Affichage électoral sur un véhicule : illicéité confirmée par le Conseil d’Etat ; appréciation des dangers (au pénal et en électoral) à moduler

La campagne électorale municipale de 2020 a donné lieu, plus que les précédentes si j’en juge par les assez nombreux cas qui sont remontés à notre cabinet, à l’usage de véhicules, en général des camionnettes, arborant des affiches électorales.

Voici quelques exemples, relatifs à divers partis politiques, et au sein desquels ne se trouve naturellement aucune illustration relative aux dossiers de nos clients :

 

Le plus surprenant aura été, à plusieurs reprises, le peu de crédit accordé à mes mises en garde, entre la fin de 2019 et juin 2020… relatives à l’illécéité du procédé dans les campagnes électorales pour les élections locales ! Il faut croire que le procédé est passé dans les moeurs, à l’américaine, au point que c’est le rappel au droit qui semble exotique.

 

Alors, à l’occasion d’un tout récent arrêt, faisons le point.
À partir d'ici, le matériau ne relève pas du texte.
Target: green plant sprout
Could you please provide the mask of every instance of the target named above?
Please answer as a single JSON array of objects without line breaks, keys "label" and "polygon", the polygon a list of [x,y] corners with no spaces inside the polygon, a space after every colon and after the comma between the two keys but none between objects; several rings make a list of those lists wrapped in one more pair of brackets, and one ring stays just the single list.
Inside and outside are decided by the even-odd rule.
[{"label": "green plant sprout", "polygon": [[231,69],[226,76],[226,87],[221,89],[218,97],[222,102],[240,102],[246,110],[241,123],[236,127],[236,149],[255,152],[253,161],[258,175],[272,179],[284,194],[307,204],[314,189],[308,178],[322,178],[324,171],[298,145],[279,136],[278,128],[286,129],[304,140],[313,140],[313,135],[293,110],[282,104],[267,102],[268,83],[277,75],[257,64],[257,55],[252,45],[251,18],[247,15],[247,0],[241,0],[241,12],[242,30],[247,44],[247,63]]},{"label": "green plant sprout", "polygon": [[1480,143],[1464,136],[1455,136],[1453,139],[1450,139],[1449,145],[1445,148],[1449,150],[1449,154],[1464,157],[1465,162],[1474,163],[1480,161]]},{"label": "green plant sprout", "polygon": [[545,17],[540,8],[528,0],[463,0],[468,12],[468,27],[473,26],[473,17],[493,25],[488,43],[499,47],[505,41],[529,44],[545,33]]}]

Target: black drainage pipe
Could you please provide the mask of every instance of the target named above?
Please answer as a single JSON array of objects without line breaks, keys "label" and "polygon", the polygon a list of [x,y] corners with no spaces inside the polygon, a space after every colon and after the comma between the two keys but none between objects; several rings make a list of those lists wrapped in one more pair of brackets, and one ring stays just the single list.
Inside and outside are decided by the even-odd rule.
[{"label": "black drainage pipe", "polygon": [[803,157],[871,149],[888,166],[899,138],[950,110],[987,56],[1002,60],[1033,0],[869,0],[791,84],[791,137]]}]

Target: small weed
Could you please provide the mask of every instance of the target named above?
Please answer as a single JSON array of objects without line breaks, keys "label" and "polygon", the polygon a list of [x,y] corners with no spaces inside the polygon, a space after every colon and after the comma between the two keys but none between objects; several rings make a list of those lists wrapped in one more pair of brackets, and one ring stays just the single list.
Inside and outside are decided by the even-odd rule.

Les articles L. 51 et L. 113-1 du Code électoral sont clairs pour sanctionner tout affichage en dehors des panneaux et le juge administratif a souvent statué pour dire que cela s’appliquait partout y compris sur tout autre type d’affichage (ce qui compte est qu’il y ait publicité électorale et non le support). Voir aussi CC, 14 décembre 2012, n° 2012-4628 AN…

Le juge pénal a donc censuré depuis longtemps l’usage d’affiches ou autre messages électoraux en dehors des espaces prévus à cet effet même s’il ne s’agit pas d’affiches à strictement parler (TGI Belley, 4 févr. 1965 : JCP G 1965, II, 14144 ; voir aussi TGI Carcassonne, 2 Novembre 1990, Numéro JurisData : 1990-603045).

Précisons que la jurisprudence électorale est elle ample à ce sujet mais tout dépend ensuite de l’écart de voix…

A noter : s’il s’agit d’un affichage électoral irrégulier, mais si le bénéficiaire de cet affichage électoral, mis en demeure de supprimer des affiches irrégulières, s’est exécuté dans le délai de 48 heures qui lui a été prescrit, celui-ci ne peut être pénalement mis en cause dans le cadre du code de l’environnement qui s’applique aux affichages et dont on pourrait prétendre qu’il s’applique aussi en un tel cas (C. env., art. L. 581-35, al. 2).

Le TA de Nantes (TA Nantes, 11 février 2021, n° 2006288) a confirmé que le procédé est illégal.

Mais en l’espèce, en dépit d’une différence de voix conséquente sans être énorme, et notamment en raison d’un message assez neutre, le juge a estimé que cela n’avait pas altéré la sincérité du scrutin dans la commune concernée.

Or, le 30 décembre 2021, ce jugement a été confirmé : LE PROCÉDÉ EST ILLÉGAL (mais en l’espèce le Conseil d’Etat confirme que cette illégalité — et les quelques autres soulevées — ne suffisait pas à changer la donne électorale) :

« 7. Enfin, s’il résulte de l’instruction que l’équipe de campagne de M. B… a fait circuler dans la commune de Fontenay-le-Comte, au cours de la campagne électorale, un véhicule recouvert d’adhésifs et d’affiches électorales, cet affichage sauvage, bien que contraire aux dispositions de l’article L. 51 du code électoral, n’a, compte tenu de l’écart de voix entre les listes pour l’attribution du dernier siège au conseil municipal et au conseil communautaire, pas été de nature à fausser la sincérité du scrutin. »

Source : CE, 30 décembre 2021, n° 450527

CONCLUSIONS :

  • OUI c’est une infraction pénale, mais plutôt assez rarement sanctionnée … et surtout non sanctionnable pour qui régularise sa situation à la première remarque (mais avec un petit débat sur l’application de ce régime d’exclusion de sanction pour ce type d’affichage précis)
  • OUI c’est illicite et considéré comme tel en contentieux électoral mais comme toujours il faut alors prendre en compte le message diffusé, d’une part, et l’écart de voix, d’autre part.